On June 11, law enforcement responded to a 911 call about a group of men planning a riot at a Pride event in Coeur d’Alene, Idaho.
The men were seen getting into a U-haul truck with riot gear, according to CNN. Ten minutes later, the police stopped the truck and detained 31 people. They were charged with misdemeanor conspiracy to riot, said Lee White, Coeur d’Alene’s Police Chief.
The group was driving to a Pride event in Coeur d’Alene City Park, which included a Pride walk, music performances, dancers and drag artists.
“It is clear to us, based on the gear that the individuals had with them, the stuff they had in their possession in the U-Haul with them, along with paperwork that was seized from them, that they came to riot downtown,” said White, according to CNN. The group was equipped with shields, shin guards and other riot gear, such as at least one smoke grenade.
“I think some of us were a bit surprised by not only the level of preparation that we saw, but the equipment that was carried and worn by those individuals, along with the large amount of equipment that was left in the van when the stop happened,” added White. “That level of preparation is not something you see every day,” he said.
The men were released after posting bond, according to Kootenai County’s Sheriff’s Office. They are due back in court at a later date. The FBI is reportedly helping the Coeur d’Alene police with the investigation.
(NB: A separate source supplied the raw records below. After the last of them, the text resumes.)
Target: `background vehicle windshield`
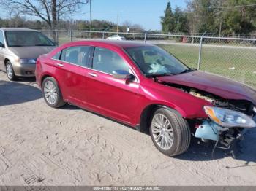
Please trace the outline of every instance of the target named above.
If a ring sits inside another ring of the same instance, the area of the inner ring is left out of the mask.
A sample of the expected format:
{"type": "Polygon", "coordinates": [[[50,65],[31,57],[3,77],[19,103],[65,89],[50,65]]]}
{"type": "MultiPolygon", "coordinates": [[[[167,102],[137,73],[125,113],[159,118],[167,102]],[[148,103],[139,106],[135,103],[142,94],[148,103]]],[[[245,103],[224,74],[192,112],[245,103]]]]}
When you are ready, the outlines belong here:
{"type": "Polygon", "coordinates": [[[51,40],[37,31],[6,31],[5,36],[9,47],[54,46],[51,40]]]}
{"type": "Polygon", "coordinates": [[[157,47],[129,47],[125,50],[146,75],[176,74],[189,69],[175,57],[157,47]]]}

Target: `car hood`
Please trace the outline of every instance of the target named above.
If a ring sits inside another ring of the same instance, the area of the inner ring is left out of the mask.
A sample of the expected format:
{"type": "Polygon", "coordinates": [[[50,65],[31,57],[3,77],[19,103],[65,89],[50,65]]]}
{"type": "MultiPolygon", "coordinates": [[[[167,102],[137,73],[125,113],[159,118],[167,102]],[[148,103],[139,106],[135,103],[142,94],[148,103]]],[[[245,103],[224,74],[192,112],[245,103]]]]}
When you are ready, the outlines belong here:
{"type": "Polygon", "coordinates": [[[47,54],[55,47],[12,47],[9,50],[20,58],[37,58],[40,55],[47,54]]]}
{"type": "Polygon", "coordinates": [[[157,77],[159,82],[184,85],[208,92],[225,99],[247,100],[256,105],[256,90],[226,77],[195,71],[157,77]]]}

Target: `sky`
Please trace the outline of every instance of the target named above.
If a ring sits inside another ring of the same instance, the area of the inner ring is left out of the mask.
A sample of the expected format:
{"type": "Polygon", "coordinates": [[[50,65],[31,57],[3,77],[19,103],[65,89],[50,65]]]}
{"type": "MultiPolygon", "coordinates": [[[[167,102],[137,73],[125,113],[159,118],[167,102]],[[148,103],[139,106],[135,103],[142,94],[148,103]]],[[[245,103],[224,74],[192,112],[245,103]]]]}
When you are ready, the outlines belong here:
{"type": "MultiPolygon", "coordinates": [[[[86,1],[86,0],[85,0],[86,1]]],[[[170,0],[91,0],[92,19],[105,20],[123,24],[129,20],[134,24],[140,24],[146,30],[160,30],[160,17],[164,15],[164,10],[170,0]]],[[[170,0],[171,7],[186,8],[186,0],[170,0]]],[[[90,19],[90,7],[83,5],[79,12],[69,15],[66,19],[90,19]]],[[[0,17],[9,17],[7,12],[0,7],[0,17]]],[[[31,18],[31,17],[24,17],[31,18]]],[[[34,18],[36,19],[36,18],[34,18]]],[[[65,19],[65,18],[64,18],[65,19]]]]}
{"type": "MultiPolygon", "coordinates": [[[[141,25],[146,30],[160,30],[160,17],[168,0],[91,0],[92,19],[105,20],[119,24],[126,20],[141,25]]],[[[185,0],[170,0],[172,8],[186,8],[185,0]]],[[[89,5],[83,6],[72,18],[89,20],[89,5]]]]}

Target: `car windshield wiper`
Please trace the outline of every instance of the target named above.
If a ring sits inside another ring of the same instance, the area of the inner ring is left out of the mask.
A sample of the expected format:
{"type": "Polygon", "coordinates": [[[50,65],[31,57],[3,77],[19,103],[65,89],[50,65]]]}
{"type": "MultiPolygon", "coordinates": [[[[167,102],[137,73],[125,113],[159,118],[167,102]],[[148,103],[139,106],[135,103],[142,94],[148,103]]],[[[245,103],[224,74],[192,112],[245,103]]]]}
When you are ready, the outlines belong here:
{"type": "Polygon", "coordinates": [[[10,47],[24,47],[24,46],[23,46],[23,45],[10,45],[10,46],[9,46],[10,47]]]}
{"type": "Polygon", "coordinates": [[[147,77],[165,77],[165,76],[172,76],[173,73],[155,73],[155,74],[146,74],[147,77]]]}
{"type": "Polygon", "coordinates": [[[53,45],[38,44],[34,44],[34,46],[35,46],[35,47],[50,47],[50,46],[53,46],[53,45]]]}
{"type": "Polygon", "coordinates": [[[187,69],[182,71],[180,73],[177,73],[176,74],[184,74],[184,73],[187,73],[187,72],[190,72],[190,71],[196,71],[196,69],[193,69],[193,68],[187,68],[187,69]]]}

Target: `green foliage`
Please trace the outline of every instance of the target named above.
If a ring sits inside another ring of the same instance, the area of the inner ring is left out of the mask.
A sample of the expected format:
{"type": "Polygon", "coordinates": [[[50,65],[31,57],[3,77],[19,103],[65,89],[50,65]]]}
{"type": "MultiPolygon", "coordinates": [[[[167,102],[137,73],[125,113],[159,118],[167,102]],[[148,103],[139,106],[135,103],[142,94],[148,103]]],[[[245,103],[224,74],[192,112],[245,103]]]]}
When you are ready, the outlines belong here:
{"type": "Polygon", "coordinates": [[[190,33],[247,34],[256,28],[255,0],[190,0],[190,33]]]}

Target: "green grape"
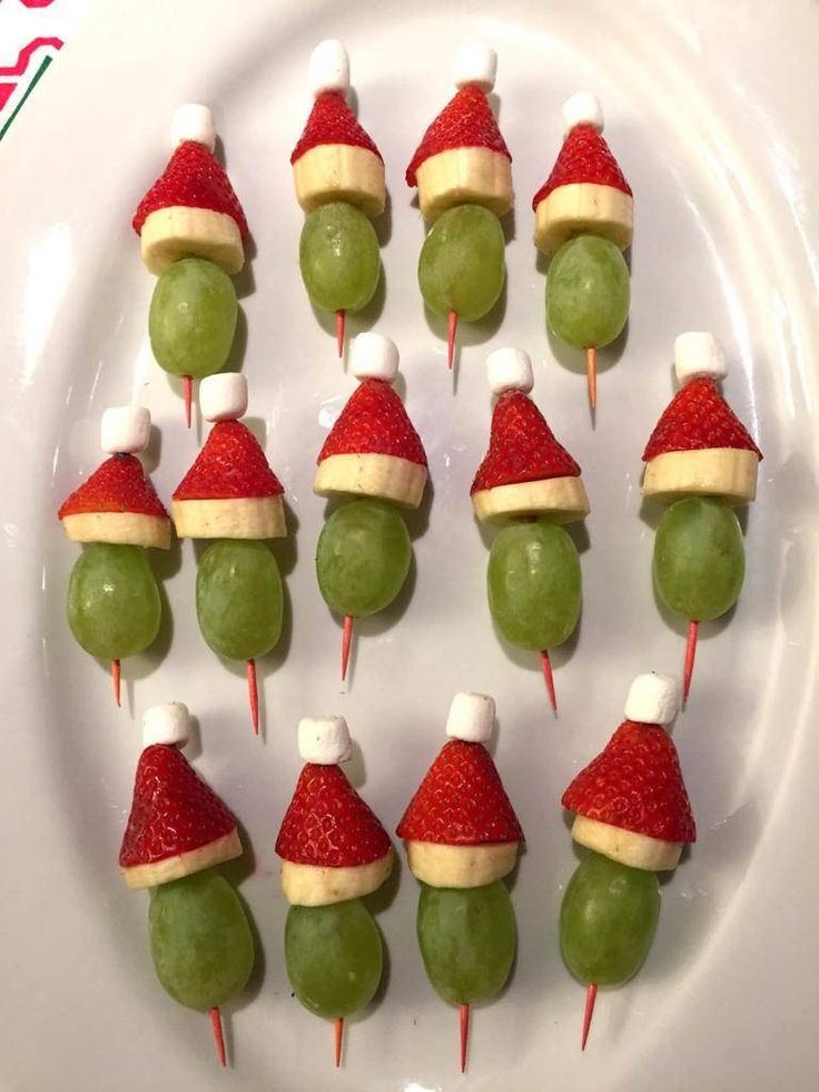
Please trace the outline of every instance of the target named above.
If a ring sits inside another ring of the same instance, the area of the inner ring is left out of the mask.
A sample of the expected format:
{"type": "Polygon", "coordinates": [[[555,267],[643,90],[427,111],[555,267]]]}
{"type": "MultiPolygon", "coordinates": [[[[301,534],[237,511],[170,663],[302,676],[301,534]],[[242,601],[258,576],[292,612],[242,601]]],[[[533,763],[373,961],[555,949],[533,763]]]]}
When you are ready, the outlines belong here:
{"type": "Polygon", "coordinates": [[[171,375],[200,380],[225,366],[236,332],[236,289],[205,258],[175,262],[157,281],[148,315],[150,347],[171,375]]]}
{"type": "Polygon", "coordinates": [[[424,239],[418,285],[436,315],[455,312],[474,322],[491,311],[503,288],[503,228],[481,205],[456,205],[443,213],[424,239]]]}
{"type": "Polygon", "coordinates": [[[629,317],[629,267],[619,247],[596,235],[564,243],[546,275],[546,319],[578,348],[613,342],[629,317]]]}
{"type": "Polygon", "coordinates": [[[511,645],[562,645],[580,616],[580,558],[571,537],[546,520],[504,528],[486,570],[490,611],[511,645]]]}
{"type": "Polygon", "coordinates": [[[298,245],[302,279],[320,311],[361,311],[381,276],[375,228],[346,201],[319,205],[307,215],[298,245]]]}
{"type": "Polygon", "coordinates": [[[253,934],[239,896],[215,868],[151,887],[154,967],[174,1001],[207,1012],[247,985],[253,934]]]}
{"type": "Polygon", "coordinates": [[[395,599],[413,548],[401,515],[384,501],[351,501],[325,523],[316,550],[318,587],[330,610],[366,618],[395,599]]]}
{"type": "Polygon", "coordinates": [[[657,529],[653,569],[669,610],[697,622],[724,614],[746,575],[742,531],[732,509],[710,496],[672,504],[657,529]]]}
{"type": "Polygon", "coordinates": [[[457,889],[422,884],[417,929],[427,977],[444,1001],[473,1004],[503,988],[517,938],[503,881],[457,889]]]}
{"type": "Polygon", "coordinates": [[[141,547],[93,542],[75,562],[68,584],[68,624],[86,652],[124,660],[151,645],[162,603],[141,547]]]}
{"type": "Polygon", "coordinates": [[[384,965],[378,926],[359,898],[292,906],[285,961],[294,993],[317,1016],[336,1020],[373,1000],[384,965]]]}
{"type": "Polygon", "coordinates": [[[264,542],[220,539],[199,559],[196,617],[210,648],[229,660],[269,652],[282,634],[284,592],[264,542]]]}
{"type": "Polygon", "coordinates": [[[569,881],[560,909],[563,962],[581,982],[618,986],[637,974],[660,917],[653,872],[592,853],[569,881]]]}

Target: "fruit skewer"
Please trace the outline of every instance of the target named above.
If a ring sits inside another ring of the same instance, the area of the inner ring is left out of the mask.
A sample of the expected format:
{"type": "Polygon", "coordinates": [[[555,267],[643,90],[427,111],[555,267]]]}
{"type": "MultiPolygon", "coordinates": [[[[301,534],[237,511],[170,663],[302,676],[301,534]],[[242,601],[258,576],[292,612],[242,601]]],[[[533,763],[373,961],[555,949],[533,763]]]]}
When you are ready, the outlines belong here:
{"type": "Polygon", "coordinates": [[[563,961],[586,986],[582,1050],[598,988],[632,978],[651,947],[660,916],[655,873],[677,868],[697,837],[677,748],[662,727],[679,708],[677,679],[638,676],[625,720],[563,794],[563,807],[575,813],[572,837],[592,850],[560,913],[563,961]]]}
{"type": "Polygon", "coordinates": [[[742,530],[732,508],[757,495],[762,453],[720,394],[728,363],[712,334],[680,334],[674,368],[680,390],[643,452],[643,495],[670,504],[657,529],[653,578],[660,599],[689,622],[684,705],[700,622],[724,614],[742,589],[742,530]]]}
{"type": "Polygon", "coordinates": [[[503,877],[515,867],[523,830],[484,746],[494,720],[492,698],[455,695],[446,721],[451,738],[396,832],[421,883],[417,932],[426,974],[436,993],[458,1006],[462,1073],[471,1006],[503,988],[516,945],[503,877]]]}
{"type": "Polygon", "coordinates": [[[245,908],[216,867],[244,852],[236,819],[182,756],[189,734],[180,701],[146,710],[119,864],[129,887],[150,889],[150,950],[162,988],[209,1015],[226,1065],[221,1009],[247,985],[256,955],[245,908]]]}
{"type": "Polygon", "coordinates": [[[383,942],[364,898],[392,872],[395,850],[341,768],[352,755],[346,720],[305,718],[298,750],[305,766],[276,839],[290,904],[285,960],[299,1002],[334,1023],[338,1068],[344,1020],[381,982],[383,942]]]}
{"type": "Polygon", "coordinates": [[[230,279],[245,264],[247,220],[225,168],[214,156],[210,110],[180,106],[171,126],[174,153],[134,215],[142,260],[158,277],[148,332],[154,356],[180,375],[190,427],[193,381],[219,372],[236,332],[230,279]]]}
{"type": "Polygon", "coordinates": [[[282,636],[284,590],[267,539],[287,534],[284,489],[253,433],[247,380],[224,372],[203,380],[201,412],[211,421],[207,441],[174,492],[180,539],[216,539],[199,558],[196,614],[208,646],[245,660],[253,729],[259,732],[256,661],[282,636]]]}
{"type": "Polygon", "coordinates": [[[418,259],[418,286],[430,311],[447,319],[450,368],[458,322],[489,314],[506,276],[500,217],[512,208],[512,156],[486,97],[496,70],[497,55],[489,46],[457,50],[457,94],[406,169],[421,214],[432,224],[418,259]]]}
{"type": "Polygon", "coordinates": [[[540,652],[556,712],[549,650],[576,628],[582,582],[574,542],[559,524],[584,519],[589,499],[580,466],[529,396],[534,377],[526,353],[499,348],[486,371],[497,402],[470,492],[478,520],[505,524],[490,551],[490,611],[511,645],[540,652]]]}
{"type": "Polygon", "coordinates": [[[316,550],[324,601],[344,618],[342,679],[353,620],[384,610],[404,586],[412,543],[398,509],[417,508],[427,480],[424,446],[392,386],[398,372],[395,343],[382,334],[358,334],[351,371],[358,387],[324,442],[313,483],[319,496],[345,499],[325,523],[316,550]]]}
{"type": "Polygon", "coordinates": [[[344,356],[346,316],[366,307],[381,277],[371,220],[384,211],[384,160],[347,106],[349,58],[342,42],[316,46],[309,79],[315,102],[290,156],[296,198],[307,214],[298,262],[314,307],[335,312],[344,356]]]}
{"type": "Polygon", "coordinates": [[[60,505],[58,519],[83,543],[68,587],[68,623],[88,652],[109,660],[120,704],[120,665],[154,643],[161,599],[148,549],[170,547],[170,520],[137,459],[150,437],[142,406],[102,414],[100,443],[108,458],[60,505]]]}

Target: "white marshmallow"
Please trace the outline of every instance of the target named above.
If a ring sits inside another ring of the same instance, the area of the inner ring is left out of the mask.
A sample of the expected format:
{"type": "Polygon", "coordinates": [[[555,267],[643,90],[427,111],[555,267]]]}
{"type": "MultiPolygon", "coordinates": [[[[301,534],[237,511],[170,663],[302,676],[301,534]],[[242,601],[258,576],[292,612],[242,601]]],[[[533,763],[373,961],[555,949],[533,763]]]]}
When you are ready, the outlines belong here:
{"type": "Polygon", "coordinates": [[[319,41],[310,53],[309,81],[310,91],[316,99],[324,91],[347,94],[349,89],[349,57],[347,57],[344,43],[337,38],[319,41]]]}
{"type": "Polygon", "coordinates": [[[298,722],[298,754],[305,763],[335,766],[353,756],[344,717],[304,717],[298,722]]]}
{"type": "Polygon", "coordinates": [[[578,91],[563,104],[563,125],[570,132],[575,125],[590,125],[603,131],[603,107],[594,91],[578,91]]]}
{"type": "Polygon", "coordinates": [[[446,718],[446,735],[467,744],[485,744],[494,724],[494,698],[487,693],[456,693],[446,718]]]}
{"type": "Polygon", "coordinates": [[[522,348],[496,348],[486,357],[486,376],[493,394],[504,391],[523,391],[534,386],[532,361],[522,348]]]}
{"type": "Polygon", "coordinates": [[[142,714],[142,747],[184,747],[190,738],[190,714],[181,701],[164,701],[142,714]]]}
{"type": "Polygon", "coordinates": [[[497,75],[497,53],[484,42],[458,46],[455,50],[455,87],[458,90],[474,83],[482,91],[491,91],[497,75]]]}
{"type": "Polygon", "coordinates": [[[638,675],[625,699],[625,719],[644,725],[670,725],[680,711],[682,691],[673,675],[638,675]]]}
{"type": "Polygon", "coordinates": [[[358,334],[349,347],[349,370],[357,380],[392,383],[398,374],[398,346],[384,334],[358,334]]]}
{"type": "Polygon", "coordinates": [[[99,425],[99,443],[109,455],[145,451],[150,440],[150,413],[144,405],[114,405],[99,425]]]}
{"type": "Polygon", "coordinates": [[[674,371],[680,386],[697,378],[724,380],[726,351],[713,334],[690,329],[674,342],[674,371]]]}
{"type": "Polygon", "coordinates": [[[247,413],[247,380],[241,372],[217,372],[199,384],[199,409],[206,421],[237,421],[247,413]]]}
{"type": "Polygon", "coordinates": [[[199,102],[185,102],[174,110],[170,122],[170,146],[176,150],[186,140],[204,144],[208,151],[216,147],[216,127],[214,116],[206,106],[199,102]]]}

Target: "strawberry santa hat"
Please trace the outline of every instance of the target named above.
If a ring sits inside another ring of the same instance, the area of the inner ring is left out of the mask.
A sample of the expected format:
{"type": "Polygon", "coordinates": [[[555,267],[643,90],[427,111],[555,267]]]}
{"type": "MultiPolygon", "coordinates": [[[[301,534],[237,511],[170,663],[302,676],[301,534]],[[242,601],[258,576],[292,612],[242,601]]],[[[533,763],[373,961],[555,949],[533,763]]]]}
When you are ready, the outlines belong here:
{"type": "Polygon", "coordinates": [[[603,110],[591,91],[563,105],[565,139],[549,178],[532,199],[534,240],[554,254],[574,235],[600,235],[621,249],[634,232],[634,199],[602,137],[603,110]]]}
{"type": "Polygon", "coordinates": [[[102,414],[100,446],[110,455],[60,505],[57,517],[75,542],[170,547],[170,520],[137,454],[148,446],[145,406],[111,406],[102,414]]]}
{"type": "Polygon", "coordinates": [[[206,106],[178,107],[171,125],[172,155],[134,214],[142,260],[160,274],[191,255],[208,258],[233,276],[245,264],[247,220],[230,179],[214,156],[216,130],[206,106]]]}
{"type": "Polygon", "coordinates": [[[129,887],[156,887],[241,856],[236,819],[181,754],[189,735],[181,701],[142,717],[145,749],[119,852],[129,887]]]}
{"type": "Polygon", "coordinates": [[[425,219],[454,205],[483,205],[496,216],[512,208],[512,156],[487,99],[495,86],[497,53],[483,43],[455,53],[457,94],[423,136],[406,169],[417,186],[425,219]]]}
{"type": "Polygon", "coordinates": [[[721,496],[747,504],[757,495],[762,452],[720,394],[726,354],[709,333],[689,331],[674,342],[680,390],[643,452],[643,493],[658,500],[721,496]]]}
{"type": "Polygon", "coordinates": [[[582,520],[589,499],[580,466],[554,437],[529,393],[532,362],[520,348],[499,348],[486,358],[492,393],[490,447],[472,489],[482,521],[547,515],[557,523],[582,520]]]}
{"type": "Polygon", "coordinates": [[[580,845],[632,868],[677,867],[697,828],[677,748],[663,726],[680,708],[671,676],[639,675],[625,701],[625,720],[563,794],[575,813],[580,845]]]}
{"type": "Polygon", "coordinates": [[[211,421],[207,441],[172,496],[179,538],[277,539],[287,534],[284,489],[250,430],[247,380],[220,372],[203,380],[199,405],[211,421]]]}
{"type": "Polygon", "coordinates": [[[383,334],[358,334],[351,348],[358,387],[318,455],[313,491],[353,493],[417,508],[427,479],[421,437],[393,390],[398,350],[383,334]]]}

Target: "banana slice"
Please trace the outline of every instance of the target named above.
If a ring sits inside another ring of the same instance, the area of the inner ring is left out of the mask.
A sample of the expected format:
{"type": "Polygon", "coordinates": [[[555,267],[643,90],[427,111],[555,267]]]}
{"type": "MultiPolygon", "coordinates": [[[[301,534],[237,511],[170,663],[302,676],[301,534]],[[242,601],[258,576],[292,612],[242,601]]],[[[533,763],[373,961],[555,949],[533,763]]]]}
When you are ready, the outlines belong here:
{"type": "Polygon", "coordinates": [[[280,496],[174,501],[171,510],[180,539],[284,539],[287,535],[280,496]]]}
{"type": "Polygon", "coordinates": [[[634,198],[613,186],[571,183],[559,186],[537,205],[534,242],[554,254],[574,235],[602,235],[624,250],[634,234],[634,198]]]}
{"type": "Polygon", "coordinates": [[[631,868],[647,872],[671,872],[680,863],[682,844],[650,838],[645,834],[623,830],[610,823],[589,819],[584,815],[574,817],[572,837],[588,849],[602,853],[604,857],[619,860],[631,868]]]}
{"type": "Polygon", "coordinates": [[[759,459],[744,447],[668,451],[645,465],[643,495],[660,501],[681,496],[721,496],[748,504],[757,495],[759,459]]]}
{"type": "Polygon", "coordinates": [[[454,205],[483,205],[503,216],[512,208],[512,165],[491,148],[450,148],[425,159],[415,173],[426,220],[454,205]]]}
{"type": "Polygon", "coordinates": [[[377,891],[393,870],[395,850],[368,865],[324,868],[282,862],[282,891],[290,906],[327,906],[377,891]]]}
{"type": "Polygon", "coordinates": [[[547,478],[482,489],[472,494],[472,506],[484,523],[503,523],[525,515],[547,515],[554,523],[572,523],[590,512],[582,478],[547,478]]]}
{"type": "Polygon", "coordinates": [[[245,264],[238,224],[210,208],[158,208],[142,225],[140,240],[142,262],[157,276],[191,255],[215,262],[229,276],[245,264]]]}
{"type": "Polygon", "coordinates": [[[170,521],[140,512],[78,512],[62,519],[72,542],[121,542],[126,545],[170,547],[170,521]]]}
{"type": "Polygon", "coordinates": [[[398,455],[375,452],[329,455],[318,464],[313,492],[319,496],[358,493],[417,508],[424,495],[426,479],[426,466],[398,455]]]}
{"type": "Polygon", "coordinates": [[[482,846],[442,846],[407,842],[410,870],[431,887],[483,887],[506,876],[517,860],[517,843],[482,846]]]}
{"type": "Polygon", "coordinates": [[[369,148],[317,145],[294,163],[293,179],[305,213],[327,201],[348,201],[371,217],[384,211],[384,164],[369,148]]]}

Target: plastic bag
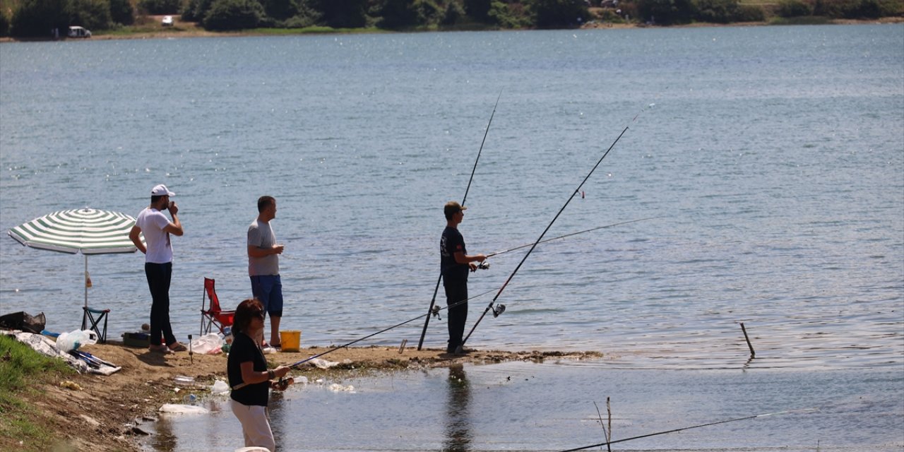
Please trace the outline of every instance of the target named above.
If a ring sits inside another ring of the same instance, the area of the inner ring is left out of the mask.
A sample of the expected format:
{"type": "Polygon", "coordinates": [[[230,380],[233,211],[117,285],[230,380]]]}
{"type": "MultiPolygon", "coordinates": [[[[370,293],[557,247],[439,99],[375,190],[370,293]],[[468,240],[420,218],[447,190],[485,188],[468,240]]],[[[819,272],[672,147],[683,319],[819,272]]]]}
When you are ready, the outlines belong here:
{"type": "Polygon", "coordinates": [[[79,350],[81,345],[90,345],[98,343],[98,334],[91,330],[75,330],[71,333],[61,333],[57,336],[57,349],[61,352],[79,350]]]}
{"type": "Polygon", "coordinates": [[[193,353],[217,354],[222,347],[222,339],[220,334],[211,333],[197,339],[192,340],[191,351],[193,353]]]}
{"type": "Polygon", "coordinates": [[[211,392],[213,394],[225,394],[229,392],[229,384],[226,384],[226,381],[222,380],[217,380],[213,382],[211,392]]]}

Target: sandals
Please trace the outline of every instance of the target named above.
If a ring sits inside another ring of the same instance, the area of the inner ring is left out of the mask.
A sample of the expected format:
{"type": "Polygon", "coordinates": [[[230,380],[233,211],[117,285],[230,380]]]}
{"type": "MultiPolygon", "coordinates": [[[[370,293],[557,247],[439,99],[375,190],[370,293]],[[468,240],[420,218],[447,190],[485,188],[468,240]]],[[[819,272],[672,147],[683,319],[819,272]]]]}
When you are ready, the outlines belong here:
{"type": "Polygon", "coordinates": [[[169,346],[169,349],[173,352],[184,352],[188,350],[188,347],[186,347],[184,344],[174,342],[169,346]]]}
{"type": "Polygon", "coordinates": [[[170,349],[166,347],[166,345],[164,345],[162,344],[160,345],[148,345],[147,350],[151,353],[162,353],[162,354],[172,353],[170,352],[170,349]]]}

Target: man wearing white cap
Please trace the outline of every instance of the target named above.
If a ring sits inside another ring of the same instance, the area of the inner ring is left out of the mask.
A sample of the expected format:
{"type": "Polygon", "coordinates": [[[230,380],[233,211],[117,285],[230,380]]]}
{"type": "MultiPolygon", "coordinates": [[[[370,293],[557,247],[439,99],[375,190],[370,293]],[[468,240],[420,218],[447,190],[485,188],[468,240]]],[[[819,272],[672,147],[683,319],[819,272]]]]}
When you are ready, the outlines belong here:
{"type": "Polygon", "coordinates": [[[169,200],[175,195],[166,185],[156,185],[151,189],[151,205],[138,213],[135,226],[128,233],[132,243],[145,253],[145,276],[151,289],[151,352],[183,352],[185,345],[179,344],[173,334],[169,320],[169,286],[173,277],[173,245],[170,234],[181,236],[184,232],[182,222],[176,213],[179,207],[169,200]],[[168,210],[173,221],[170,221],[162,212],[168,210]],[[142,232],[147,247],[141,242],[142,232]],[[163,340],[166,342],[162,344],[163,340]]]}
“We are deeply grateful to law enforcement agencies who were present and professionally responded,” wrote The North Idaho Pride Alliance, the event’s organizer, in a June 12 statement. They added that their members are resting “after successfully organizing a momentous, joyful, and SAFE Pride in the Park community celebration under the most challenging of circumstances”.
It is currently unclear why the group picked the event in Coeur d’Alene. In fact, all individuals are from outside the local area and only 2 are from Idaho, according to the Kootenai County Sheriff’s Office.
Most of the men arrested had arms patches and logos associated with the Patriot Front, a white nationalist organization. The Anti-Defamation League has described the Patriot Front as having fascist and anti-Semitic beliefs. The Texas-based organization was created after the 2017 United the Right rally that left one dead in Charlottesville, Virginia. Thomas Ryan Rousseau, the Patriot Front leader, was among those arrested, said Sgt. Shane Molin, Kootenai County sheriff’s, according to CNN.